# FF++ Staged Fine-tuning (Robust Version)

**Data**: 17GB FF++ dataset (7011 files)

**Stages:**
- **A**: Head-only stabilization (2 epochs)
- **B**: Partial unfreeze - layer4 (8 epochs)
- **C**: Optional deeper unfreeze (5 epochs)

**Estimated Time**: ~2-3 hours total on T4 GPU

In [None]:
# 1. Environment Check & Setup
import os
import sys

# Check GPU first - fail fast if not available
import torch
if not torch.cuda.is_available():
    print("ERROR: No GPU detected!")
    print("Go to: Runtime > Change runtime type > Hardware accelerator > GPU")
    raise SystemExit("GPU required")

gpu_name = torch.cuda.get_device_name(0)
gpu_mem = torch.cuda.get_device_properties(0).total_memory / 1e9
print(f"GPU: {gpu_name} ({gpu_mem:.1f} GB)")
print(f"PyTorch: {torch.__version__}")
print(f"CUDA: {torch.version.cuda}")

In [None]:
# 2. Mount Drive & Clone Repo
from google.colab import drive
drive.mount('/content/drive')

# Clone fresh repo
!rm -rf /content/Team-Converge
!git clone https://github.com/Incharajayaram/Team-Converge.git /content/Team-Converge
%cd /content/Team-Converge/Finetune1

# Verify we're in the right place
assert os.path.exists('config.yaml'), "ERROR: config.yaml not found!"
assert os.path.exists('train_staged.py'), "ERROR: train_staged.py not found!"
print("Repo cloned successfully!")

In [None]:
# 3. Install Dependencies
!pip install -q mediapipe pyyaml tqdm gdown scikit-learn

# Verify critical imports
try:
    import mediapipe
    import yaml
    import gdown
    from sklearn.metrics import roc_auc_score
    print("All dependencies installed!")
except ImportError as e:
    print(f"ERROR: Missing dependency - {e}")
    raise

In [None]:
# 4. Download FF++ Data from Drive (17GB - takes 5-10 min)
import os
import subprocess

# Updated FILE_ID - Jan 2026
FILE_ID = "1a7X9Cjv3gsj4qC6kcDq6VLNl7eR3osoy"
ZIP_PATH = "/content/ffpp_data.zip"
EXPECTED_SIZE_GB = 17.0

# Remove any previous partial/corrupted download
if os.path.exists(ZIP_PATH):
    print(f"Removing existing {ZIP_PATH}...")
    os.remove(ZIP_PATH)

# Upgrade gdown for large file support
!pip install -q --upgrade gdown

print(f"Downloading {EXPECTED_SIZE_GB}GB file from Google Drive...")
print("This will take 5-10 minutes depending on connection speed.")
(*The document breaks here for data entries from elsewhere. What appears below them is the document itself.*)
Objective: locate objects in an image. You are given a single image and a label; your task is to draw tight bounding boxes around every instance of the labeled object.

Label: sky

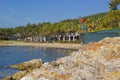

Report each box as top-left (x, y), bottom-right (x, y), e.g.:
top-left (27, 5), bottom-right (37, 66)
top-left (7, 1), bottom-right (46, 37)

top-left (0, 0), bottom-right (110, 28)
# Download with explicit ID flag for large files
!gdown --id {FILE_ID} --output {ZIP_PATH} --fuzzy

# Verify download
if not os.path.exists(ZIP_PATH):
    print("\nERROR: Download failed! File not found.")
    print("\nTry manual method:")
    print("1. Upload ffpp_data_new.zip to your Google Drive")
    print("2. Run: !cp '/content/drive/MyDrive/ffpp_data_new.zip' /content/ffpp_data.zip")
    raise FileNotFoundError("Download failed")
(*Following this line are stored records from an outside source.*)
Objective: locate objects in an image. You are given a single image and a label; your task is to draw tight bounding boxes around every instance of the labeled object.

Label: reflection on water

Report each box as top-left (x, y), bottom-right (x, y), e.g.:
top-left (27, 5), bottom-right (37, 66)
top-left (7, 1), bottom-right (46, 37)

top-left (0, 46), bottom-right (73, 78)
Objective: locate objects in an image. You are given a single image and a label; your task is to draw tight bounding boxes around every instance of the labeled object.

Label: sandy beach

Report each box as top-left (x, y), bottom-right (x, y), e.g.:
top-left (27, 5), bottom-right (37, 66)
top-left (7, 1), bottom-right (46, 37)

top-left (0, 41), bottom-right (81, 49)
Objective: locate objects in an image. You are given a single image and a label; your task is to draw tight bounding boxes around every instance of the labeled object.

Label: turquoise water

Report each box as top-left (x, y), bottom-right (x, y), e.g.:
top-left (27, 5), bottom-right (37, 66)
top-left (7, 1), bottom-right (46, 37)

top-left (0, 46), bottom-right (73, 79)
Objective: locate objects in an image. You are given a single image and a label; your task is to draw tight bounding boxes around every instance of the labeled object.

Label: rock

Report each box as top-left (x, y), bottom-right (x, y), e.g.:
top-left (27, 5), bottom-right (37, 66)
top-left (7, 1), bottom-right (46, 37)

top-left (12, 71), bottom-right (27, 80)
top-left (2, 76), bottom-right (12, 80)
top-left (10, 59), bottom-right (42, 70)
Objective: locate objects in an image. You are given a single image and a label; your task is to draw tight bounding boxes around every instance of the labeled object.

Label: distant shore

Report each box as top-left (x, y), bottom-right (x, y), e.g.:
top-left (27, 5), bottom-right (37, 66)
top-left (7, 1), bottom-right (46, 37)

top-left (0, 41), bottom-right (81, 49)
size_gb = os.path.getsize(ZIP_PATH) / 1e9
print(f"\nDownloaded: {size_gb:.2f} GB")

if size_gb < 15:
    print("\nWARNING: File too small! Download may have failed.")
    print("The file might be an HTML error page.")
    print("\nCheck file content:")
    !head -c 200 {ZIP_PATH}
    print("\n\nTry manual method:")
    print("!cp '/content/drive/MyDrive/ffpp_data_new.zip' /content/ffpp_data.zip")
    raise ValueError(f"File too small: {size_gb:.2f} GB")
else:
    print("Download OK!")

In [None]:
# 5. Extract Data (takes 2-3 min for 17GB)
import zipfile

EXTRACT_PATH = "/content/data/raw/ffpp"
ZIP_PATH = "/content/ffpp_data.zip"

# Clean previous extraction
!rm -rf {EXTRACT_PATH}
!mkdir -p {EXTRACT_PATH}

print("Extracting (this takes 2-3 minutes)...")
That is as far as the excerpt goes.